Introduction to Protein Sequence Alignment and Analysis

Amino acid sequence alignment and analysis is central to most biochemical and molecular biology applications. Although it should be possible to retrieve all the information we need about a protein directly from its sequence, looking at a sequence without prior knowledge and experience is like reading a text in a foreign language: we may recognize the letters, but we do not understand the meaning and are unable to extract the information. Still, when proteins are concerned, we have learned to extract a substantial part of the information from detailed sequence analysis, using for example multiple sequence alignment. In a multiple sequence alignment a given sequence is compared to a group of other sequences from related organisms. When we say "related" we mean “evolutionary related” and that they belong to the same protein family, the members of which usually perform a similar function in different organisms. We know that when proteins are evolutionary related the main characteristic features of the sequence and the tertiary structure are conserved. Since conservation of function normally assumes that a certain number of amino acid residues within a protein family are conserved, we need to have some tools to be able to assess the degree of conservation of each member of the protein family. For this, alignment techniques and scoring schemes for sequence alignment have been developed. Here we will discuss the basic concepts behind these techniques and will provide some examples to guide you in making sequence alignment using Internet resources. Since we focus on structural bioinformatics, we will also need to learn how to interpret sequence alignments in terms of the three-dimensional structure of the protein, and to relate sequence and structural information. We can even use available structural data to make better sequence alignment!

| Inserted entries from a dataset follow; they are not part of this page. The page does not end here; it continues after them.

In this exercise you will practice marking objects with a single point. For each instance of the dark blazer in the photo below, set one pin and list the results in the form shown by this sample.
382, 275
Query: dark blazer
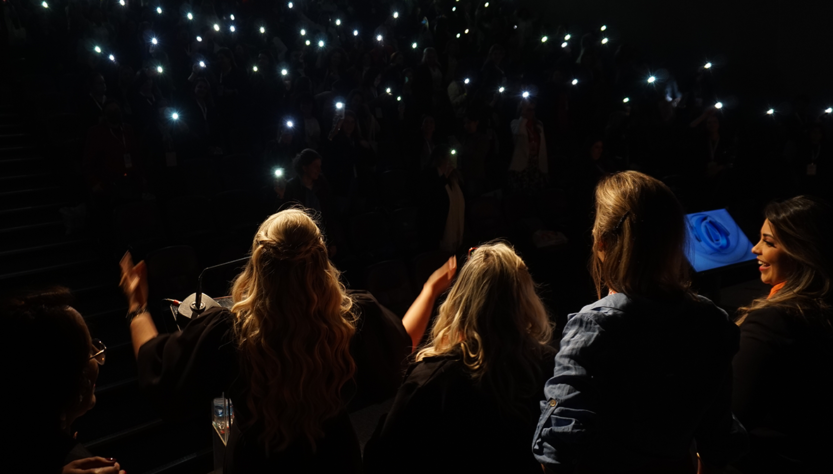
783, 392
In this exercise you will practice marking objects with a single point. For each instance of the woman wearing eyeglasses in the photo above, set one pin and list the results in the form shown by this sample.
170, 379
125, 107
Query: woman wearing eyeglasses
643, 377
291, 353
50, 383
470, 401
784, 369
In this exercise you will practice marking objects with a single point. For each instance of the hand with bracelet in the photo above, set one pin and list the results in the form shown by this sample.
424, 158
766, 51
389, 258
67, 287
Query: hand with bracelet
135, 286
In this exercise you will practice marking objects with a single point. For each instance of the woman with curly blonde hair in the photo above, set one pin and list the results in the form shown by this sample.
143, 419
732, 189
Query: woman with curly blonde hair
288, 354
470, 401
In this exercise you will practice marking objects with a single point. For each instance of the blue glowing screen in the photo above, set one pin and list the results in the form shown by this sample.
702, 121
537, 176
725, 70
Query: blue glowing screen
715, 240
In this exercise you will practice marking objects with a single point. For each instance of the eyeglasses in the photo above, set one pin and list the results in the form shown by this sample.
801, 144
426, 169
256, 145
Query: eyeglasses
97, 351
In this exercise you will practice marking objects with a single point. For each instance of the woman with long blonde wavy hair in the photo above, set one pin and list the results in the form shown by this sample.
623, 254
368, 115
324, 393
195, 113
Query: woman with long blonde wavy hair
470, 401
293, 354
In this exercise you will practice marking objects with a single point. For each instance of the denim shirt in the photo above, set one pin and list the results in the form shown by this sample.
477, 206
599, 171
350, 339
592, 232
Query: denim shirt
640, 383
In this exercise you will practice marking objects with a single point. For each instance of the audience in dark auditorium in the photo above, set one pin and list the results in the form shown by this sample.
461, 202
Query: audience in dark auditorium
436, 125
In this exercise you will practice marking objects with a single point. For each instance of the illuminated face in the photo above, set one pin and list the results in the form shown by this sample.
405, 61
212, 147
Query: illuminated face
773, 262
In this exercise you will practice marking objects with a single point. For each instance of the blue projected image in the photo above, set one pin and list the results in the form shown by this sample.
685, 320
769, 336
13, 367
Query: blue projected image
715, 240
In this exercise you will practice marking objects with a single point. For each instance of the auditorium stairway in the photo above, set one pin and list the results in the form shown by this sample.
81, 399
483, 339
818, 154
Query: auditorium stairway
36, 182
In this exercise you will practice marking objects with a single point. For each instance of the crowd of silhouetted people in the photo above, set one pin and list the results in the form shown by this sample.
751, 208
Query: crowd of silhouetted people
319, 108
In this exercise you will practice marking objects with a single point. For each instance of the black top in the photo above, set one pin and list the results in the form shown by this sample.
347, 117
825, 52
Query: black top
183, 372
443, 421
783, 392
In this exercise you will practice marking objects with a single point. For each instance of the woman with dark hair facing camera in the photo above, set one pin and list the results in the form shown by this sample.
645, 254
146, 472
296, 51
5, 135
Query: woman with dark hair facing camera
643, 376
784, 369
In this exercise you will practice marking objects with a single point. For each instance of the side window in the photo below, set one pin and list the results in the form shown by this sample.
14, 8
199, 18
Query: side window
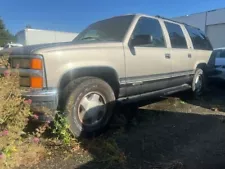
198, 38
176, 34
151, 27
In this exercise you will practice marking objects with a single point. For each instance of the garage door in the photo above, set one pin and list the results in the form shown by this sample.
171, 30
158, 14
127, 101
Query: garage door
216, 34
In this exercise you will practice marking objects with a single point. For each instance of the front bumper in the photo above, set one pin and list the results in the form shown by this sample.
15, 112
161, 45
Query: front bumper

In a sequence alignment we try to align identical amino acids in the sequences against each other. However, since normally there are also many amino acid substitutions, we need to know how to handle substitutions of one amino acid by another in the sequences being aligned (amino acid substitutions are caused by mutations in the gene coding for the protein in question). Some substitutions are conservative, i.e., they will not cause any substantial disturbances in the protein structure, which would affect the protein function, but other substitutions may have a dramatic effect on the structure and function of the protein. To handle amino acid substitutions in sequence alignment, specially designed
substitution matrices are used, which are part of the alignment scoring scheme and help in calculating the score of the alignment to distinguish between several possible alignments. Even structural information may be used in making a correct alignment, for example in correctly placing insertions and deletions in the alignment. Insertions and deletions are very common in sequences belonging to the same family and often occur in loop regions. In other words, insertions and deletions indicate that a certain region of the sequence may be a surface loop.